The Bugeye Mutant Zebrafish Exhibits Visual Deficits That Arise with the Onset of an Enlarged Eye Phenotype

Investigative Ophthalmology & Visual Science. Jun, 2011  |  Pubmed ID: 21460263

The bugeye mutant has an enlarged eye phenotype, presumably because of elevated intraocular pressure. Since elevated intraocular pressure is a significant risk factor for glaucoma, the bugeye zebrafish mutant may be a model organism for the disease.

Cellular Expression of Smarca4 (Brg1)-regulated Genes in Zebrafish Retinas

BMC Developmental Biology. 2011  |  Pubmed ID: 21756345

In a recent genomic study, Leung et al. used a factorial microarray analysis to identify Smarca4 (Brg1)-regulated genes in micro-dissected zebrafish retinas.

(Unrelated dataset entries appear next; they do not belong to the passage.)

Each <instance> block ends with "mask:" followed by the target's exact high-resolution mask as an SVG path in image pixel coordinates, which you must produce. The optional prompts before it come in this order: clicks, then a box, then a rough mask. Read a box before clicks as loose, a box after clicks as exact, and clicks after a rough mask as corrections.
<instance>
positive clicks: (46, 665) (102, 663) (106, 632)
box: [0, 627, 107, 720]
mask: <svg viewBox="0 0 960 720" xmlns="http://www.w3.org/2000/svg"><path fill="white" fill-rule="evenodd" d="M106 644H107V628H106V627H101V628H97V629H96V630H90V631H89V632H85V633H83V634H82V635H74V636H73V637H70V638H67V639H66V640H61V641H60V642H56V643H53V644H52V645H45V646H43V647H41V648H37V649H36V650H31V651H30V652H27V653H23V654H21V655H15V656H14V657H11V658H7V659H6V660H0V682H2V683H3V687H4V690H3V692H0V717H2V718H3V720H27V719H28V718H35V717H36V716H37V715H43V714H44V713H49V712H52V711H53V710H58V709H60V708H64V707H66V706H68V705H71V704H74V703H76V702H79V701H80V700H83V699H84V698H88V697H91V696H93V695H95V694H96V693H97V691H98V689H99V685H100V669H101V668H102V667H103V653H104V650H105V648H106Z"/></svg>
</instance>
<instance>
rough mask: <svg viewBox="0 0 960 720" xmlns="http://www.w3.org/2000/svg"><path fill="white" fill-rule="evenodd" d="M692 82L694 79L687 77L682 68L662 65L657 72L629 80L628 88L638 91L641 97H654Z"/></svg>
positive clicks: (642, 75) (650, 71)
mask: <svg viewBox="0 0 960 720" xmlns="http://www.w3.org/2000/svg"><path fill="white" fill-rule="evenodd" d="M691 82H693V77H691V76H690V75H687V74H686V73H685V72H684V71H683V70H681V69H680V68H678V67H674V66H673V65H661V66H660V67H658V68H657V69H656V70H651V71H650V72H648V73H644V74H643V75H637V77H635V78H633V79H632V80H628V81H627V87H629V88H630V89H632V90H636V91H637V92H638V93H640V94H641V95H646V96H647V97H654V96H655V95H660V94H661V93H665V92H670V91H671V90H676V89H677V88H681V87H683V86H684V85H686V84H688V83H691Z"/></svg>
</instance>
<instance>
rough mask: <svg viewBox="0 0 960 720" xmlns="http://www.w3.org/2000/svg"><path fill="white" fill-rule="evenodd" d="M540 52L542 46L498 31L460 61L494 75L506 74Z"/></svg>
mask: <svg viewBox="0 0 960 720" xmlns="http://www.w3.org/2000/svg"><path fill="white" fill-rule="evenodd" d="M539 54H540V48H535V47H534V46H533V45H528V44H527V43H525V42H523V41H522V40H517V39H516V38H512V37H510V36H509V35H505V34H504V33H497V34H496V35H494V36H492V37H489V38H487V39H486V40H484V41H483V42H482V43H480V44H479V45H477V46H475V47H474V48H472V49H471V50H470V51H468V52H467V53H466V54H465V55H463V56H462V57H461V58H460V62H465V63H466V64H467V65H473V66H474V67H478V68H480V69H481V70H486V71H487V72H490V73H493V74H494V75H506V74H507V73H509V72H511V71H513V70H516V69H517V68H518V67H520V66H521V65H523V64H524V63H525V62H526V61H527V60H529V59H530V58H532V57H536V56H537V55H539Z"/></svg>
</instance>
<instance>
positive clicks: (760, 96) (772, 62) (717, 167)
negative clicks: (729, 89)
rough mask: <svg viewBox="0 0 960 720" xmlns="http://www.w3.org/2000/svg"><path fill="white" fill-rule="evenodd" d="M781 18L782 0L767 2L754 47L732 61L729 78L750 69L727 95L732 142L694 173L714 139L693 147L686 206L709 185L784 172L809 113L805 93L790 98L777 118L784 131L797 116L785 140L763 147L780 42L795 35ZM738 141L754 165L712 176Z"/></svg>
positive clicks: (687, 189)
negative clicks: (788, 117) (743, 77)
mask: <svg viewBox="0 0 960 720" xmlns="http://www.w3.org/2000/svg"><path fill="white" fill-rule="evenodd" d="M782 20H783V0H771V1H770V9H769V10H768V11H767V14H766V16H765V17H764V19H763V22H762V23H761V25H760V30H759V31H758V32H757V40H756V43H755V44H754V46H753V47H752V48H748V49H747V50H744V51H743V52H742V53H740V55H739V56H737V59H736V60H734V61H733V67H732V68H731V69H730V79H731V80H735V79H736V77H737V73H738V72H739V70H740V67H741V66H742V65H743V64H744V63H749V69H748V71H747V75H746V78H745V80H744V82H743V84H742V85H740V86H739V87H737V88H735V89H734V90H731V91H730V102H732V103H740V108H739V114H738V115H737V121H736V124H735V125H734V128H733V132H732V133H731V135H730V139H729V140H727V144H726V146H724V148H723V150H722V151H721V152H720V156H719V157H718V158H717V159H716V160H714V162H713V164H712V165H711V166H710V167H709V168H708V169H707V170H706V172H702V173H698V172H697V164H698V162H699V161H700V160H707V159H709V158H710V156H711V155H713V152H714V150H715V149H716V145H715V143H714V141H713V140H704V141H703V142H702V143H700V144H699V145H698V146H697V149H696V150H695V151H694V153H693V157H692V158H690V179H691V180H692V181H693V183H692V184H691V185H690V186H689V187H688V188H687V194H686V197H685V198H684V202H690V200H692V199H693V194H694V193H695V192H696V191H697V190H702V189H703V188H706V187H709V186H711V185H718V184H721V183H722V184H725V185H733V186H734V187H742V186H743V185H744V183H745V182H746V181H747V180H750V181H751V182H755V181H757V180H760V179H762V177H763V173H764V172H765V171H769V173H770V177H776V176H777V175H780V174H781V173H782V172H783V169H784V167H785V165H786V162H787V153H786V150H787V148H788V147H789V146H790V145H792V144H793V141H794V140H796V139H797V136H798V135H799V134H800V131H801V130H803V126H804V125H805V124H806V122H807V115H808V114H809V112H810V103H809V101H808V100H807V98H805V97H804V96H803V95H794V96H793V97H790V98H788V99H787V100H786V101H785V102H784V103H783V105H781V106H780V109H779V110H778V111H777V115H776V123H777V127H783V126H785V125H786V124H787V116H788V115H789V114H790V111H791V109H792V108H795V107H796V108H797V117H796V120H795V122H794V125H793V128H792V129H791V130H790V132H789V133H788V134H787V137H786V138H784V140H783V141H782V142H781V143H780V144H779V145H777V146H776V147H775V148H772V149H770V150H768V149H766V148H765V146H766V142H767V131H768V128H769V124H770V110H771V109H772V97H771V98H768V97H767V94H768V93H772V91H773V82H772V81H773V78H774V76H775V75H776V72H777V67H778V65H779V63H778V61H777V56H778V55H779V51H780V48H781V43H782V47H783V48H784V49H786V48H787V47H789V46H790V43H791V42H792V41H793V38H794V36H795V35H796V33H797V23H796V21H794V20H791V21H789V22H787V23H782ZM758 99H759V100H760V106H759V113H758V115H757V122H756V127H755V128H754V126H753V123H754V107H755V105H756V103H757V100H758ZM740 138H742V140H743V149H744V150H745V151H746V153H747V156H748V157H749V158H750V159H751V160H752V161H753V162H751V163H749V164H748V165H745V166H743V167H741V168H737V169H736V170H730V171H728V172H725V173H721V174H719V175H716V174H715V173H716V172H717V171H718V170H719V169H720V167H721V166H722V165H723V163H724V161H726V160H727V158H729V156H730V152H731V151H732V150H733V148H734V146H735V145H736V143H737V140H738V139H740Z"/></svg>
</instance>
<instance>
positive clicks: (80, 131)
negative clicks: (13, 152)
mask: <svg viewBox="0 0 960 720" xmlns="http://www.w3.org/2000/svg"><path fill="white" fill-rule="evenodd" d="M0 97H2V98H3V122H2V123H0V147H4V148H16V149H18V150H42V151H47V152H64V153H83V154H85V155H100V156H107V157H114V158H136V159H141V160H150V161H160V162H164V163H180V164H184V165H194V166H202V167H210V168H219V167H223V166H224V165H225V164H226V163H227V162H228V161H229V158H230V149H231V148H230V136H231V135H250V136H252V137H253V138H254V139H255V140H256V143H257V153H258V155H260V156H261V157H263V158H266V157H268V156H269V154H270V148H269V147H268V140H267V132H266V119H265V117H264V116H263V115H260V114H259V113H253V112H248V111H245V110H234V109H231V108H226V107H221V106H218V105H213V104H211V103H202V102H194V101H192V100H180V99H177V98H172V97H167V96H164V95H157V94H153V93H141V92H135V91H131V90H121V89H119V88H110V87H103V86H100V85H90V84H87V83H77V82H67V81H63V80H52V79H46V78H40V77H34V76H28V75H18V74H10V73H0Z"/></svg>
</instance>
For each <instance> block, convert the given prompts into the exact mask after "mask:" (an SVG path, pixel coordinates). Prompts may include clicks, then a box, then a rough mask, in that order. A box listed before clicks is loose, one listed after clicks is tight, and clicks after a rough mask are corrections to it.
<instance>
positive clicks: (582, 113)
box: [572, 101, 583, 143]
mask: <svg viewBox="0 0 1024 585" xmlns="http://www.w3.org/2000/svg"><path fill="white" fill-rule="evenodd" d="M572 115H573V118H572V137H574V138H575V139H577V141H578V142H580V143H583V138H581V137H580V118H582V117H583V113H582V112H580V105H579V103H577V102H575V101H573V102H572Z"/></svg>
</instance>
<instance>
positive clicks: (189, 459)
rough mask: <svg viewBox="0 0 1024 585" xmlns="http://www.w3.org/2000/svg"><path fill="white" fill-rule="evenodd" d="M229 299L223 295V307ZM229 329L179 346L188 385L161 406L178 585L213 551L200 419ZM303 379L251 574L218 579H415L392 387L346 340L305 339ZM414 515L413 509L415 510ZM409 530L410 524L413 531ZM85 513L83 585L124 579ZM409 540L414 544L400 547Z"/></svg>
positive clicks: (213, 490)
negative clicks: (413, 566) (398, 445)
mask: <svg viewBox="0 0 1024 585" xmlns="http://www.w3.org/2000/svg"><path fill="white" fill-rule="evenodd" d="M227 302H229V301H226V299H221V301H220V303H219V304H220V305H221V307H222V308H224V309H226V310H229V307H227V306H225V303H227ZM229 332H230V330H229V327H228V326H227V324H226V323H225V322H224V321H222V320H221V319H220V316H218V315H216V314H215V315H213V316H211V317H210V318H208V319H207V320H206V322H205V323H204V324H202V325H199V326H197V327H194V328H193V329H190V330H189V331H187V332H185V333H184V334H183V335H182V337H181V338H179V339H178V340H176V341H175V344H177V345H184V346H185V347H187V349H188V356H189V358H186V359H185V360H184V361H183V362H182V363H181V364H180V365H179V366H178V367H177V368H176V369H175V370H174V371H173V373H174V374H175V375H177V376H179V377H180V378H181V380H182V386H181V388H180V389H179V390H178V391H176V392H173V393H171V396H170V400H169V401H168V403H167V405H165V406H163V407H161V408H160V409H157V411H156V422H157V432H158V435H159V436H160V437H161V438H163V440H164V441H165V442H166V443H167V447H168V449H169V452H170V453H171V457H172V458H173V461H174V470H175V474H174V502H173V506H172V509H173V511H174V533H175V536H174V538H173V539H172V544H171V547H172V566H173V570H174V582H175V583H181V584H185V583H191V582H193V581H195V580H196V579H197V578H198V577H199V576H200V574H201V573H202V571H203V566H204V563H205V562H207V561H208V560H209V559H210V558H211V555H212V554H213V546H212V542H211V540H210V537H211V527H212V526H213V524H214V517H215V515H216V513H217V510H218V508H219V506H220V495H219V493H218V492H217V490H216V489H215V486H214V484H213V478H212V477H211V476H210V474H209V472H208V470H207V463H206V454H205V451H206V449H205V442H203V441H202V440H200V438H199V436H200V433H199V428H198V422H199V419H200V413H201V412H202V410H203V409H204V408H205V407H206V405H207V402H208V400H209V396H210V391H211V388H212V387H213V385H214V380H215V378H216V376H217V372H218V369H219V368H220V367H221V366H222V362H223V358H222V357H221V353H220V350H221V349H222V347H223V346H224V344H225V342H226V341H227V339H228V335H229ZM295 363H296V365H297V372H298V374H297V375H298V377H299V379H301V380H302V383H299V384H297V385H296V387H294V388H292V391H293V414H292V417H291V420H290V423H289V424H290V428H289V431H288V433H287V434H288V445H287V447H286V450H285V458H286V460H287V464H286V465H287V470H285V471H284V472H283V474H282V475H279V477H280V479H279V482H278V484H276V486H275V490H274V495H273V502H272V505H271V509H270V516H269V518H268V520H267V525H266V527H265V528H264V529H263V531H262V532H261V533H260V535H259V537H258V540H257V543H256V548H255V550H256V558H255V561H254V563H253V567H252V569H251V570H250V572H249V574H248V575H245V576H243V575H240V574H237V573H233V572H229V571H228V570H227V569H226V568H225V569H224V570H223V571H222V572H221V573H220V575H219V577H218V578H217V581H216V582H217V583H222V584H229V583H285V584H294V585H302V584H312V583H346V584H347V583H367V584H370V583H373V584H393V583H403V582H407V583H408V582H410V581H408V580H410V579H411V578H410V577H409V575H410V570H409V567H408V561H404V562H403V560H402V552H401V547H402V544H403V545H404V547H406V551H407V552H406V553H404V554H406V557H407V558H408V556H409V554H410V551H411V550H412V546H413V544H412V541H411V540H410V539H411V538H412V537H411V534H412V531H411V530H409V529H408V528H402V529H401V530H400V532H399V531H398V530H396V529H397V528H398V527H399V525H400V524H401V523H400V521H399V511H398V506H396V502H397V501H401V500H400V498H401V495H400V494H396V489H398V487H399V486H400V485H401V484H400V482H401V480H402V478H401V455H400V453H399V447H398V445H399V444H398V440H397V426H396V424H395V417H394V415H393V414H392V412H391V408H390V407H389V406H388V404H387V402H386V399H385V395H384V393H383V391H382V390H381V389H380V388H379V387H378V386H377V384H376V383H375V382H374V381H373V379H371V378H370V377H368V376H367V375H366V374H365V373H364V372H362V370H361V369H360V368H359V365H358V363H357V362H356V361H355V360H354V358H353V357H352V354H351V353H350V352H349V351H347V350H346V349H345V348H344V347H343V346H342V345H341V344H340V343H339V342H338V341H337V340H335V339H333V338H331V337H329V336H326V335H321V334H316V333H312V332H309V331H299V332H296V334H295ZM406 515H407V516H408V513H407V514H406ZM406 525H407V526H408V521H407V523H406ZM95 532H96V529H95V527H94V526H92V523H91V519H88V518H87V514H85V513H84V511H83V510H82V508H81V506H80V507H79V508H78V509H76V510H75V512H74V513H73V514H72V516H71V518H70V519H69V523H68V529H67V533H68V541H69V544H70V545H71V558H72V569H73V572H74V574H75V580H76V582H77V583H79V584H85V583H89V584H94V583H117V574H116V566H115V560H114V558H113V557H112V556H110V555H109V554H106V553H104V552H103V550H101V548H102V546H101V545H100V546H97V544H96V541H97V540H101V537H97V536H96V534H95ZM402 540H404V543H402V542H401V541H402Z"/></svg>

Two hundred and fifty nine genes were grouped in three-way ANOVA models which carried the most specific retinal change. To validate the microarray results and to elucidate cellular expression patterns of the significant genes for further characterization, 32 known genes were randomly selected from this group. In situ hybridization of these genes was performed on the same types of samples (wild-type (WT) and smarca4a50/a50 (yng) mutant) at the same stages (36 and 52 hours post-fertilization (hpf)) as in the microarray study.